- Operated: 1927 - August 6, 1990
- Industry: Automotive
- Products: Automobiles
- Employees: 2200 (1990)
- Owner: General Motors

= Lakewood Assembly =

Car factory in Atlanta, Georgia

Lakewood Assembly was a General Motors automobile factory in Lakewood Heights, Atlanta, Georgia. Opened in 1927, the plant was the first that the UAW staged a strike against, in 1936.

Initially, Lakewood was referred to as 'Atlanta' and coded as '8' on vehicle VIN plates, changing to 'A' when GM reshuffled their codes for 1953. For 1972, code 'A' Atlanta was now referred to as the Lakewood plant. From 1947 to 2008, Atlanta had a second GM assembly plant called Doraville Assembly, in the northern neighborhood of Doraville, Georgia.

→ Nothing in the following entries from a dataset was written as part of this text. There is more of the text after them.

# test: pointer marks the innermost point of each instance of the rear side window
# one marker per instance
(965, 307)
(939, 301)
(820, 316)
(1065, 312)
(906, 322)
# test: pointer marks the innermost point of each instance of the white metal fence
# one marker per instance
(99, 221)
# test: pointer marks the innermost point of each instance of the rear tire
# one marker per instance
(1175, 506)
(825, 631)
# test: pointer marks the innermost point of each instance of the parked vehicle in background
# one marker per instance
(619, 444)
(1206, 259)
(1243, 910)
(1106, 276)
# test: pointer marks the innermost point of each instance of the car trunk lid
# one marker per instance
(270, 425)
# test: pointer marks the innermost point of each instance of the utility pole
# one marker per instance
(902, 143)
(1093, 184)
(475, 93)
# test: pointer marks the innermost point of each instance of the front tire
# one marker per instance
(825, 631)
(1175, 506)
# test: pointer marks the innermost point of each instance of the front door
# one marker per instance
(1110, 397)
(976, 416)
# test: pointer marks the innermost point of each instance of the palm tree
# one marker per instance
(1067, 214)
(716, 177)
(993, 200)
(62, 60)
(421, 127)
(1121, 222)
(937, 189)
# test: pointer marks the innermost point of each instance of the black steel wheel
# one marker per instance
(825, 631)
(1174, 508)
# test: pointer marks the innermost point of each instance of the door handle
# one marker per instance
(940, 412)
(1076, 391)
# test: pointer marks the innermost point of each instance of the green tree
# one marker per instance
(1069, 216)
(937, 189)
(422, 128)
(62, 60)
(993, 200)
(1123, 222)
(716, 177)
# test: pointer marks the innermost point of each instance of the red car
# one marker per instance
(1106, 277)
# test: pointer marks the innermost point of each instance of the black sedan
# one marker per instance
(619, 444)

Lakewood assembled Chevrolets, Pontiacs, Oldsmobiles and Buicks at various points in its history, and also began assembling Chevrolet and GMC trucks from 1929 through 1981. The truck side of the facility lay dormant from that time until it was utilized for frame and trim operations for the Chevrolet Caprice beginning in spring 1987. The 1990 model year Caprice B-Body model line was the last vehicle produced at Lakewood before the plant ceased operations on August 6, laying off 2200 workers. The site was permanently closed on October 1 and the 84 acre site was sold in June 1996 to Atlanta based recycling company Mindis Industries.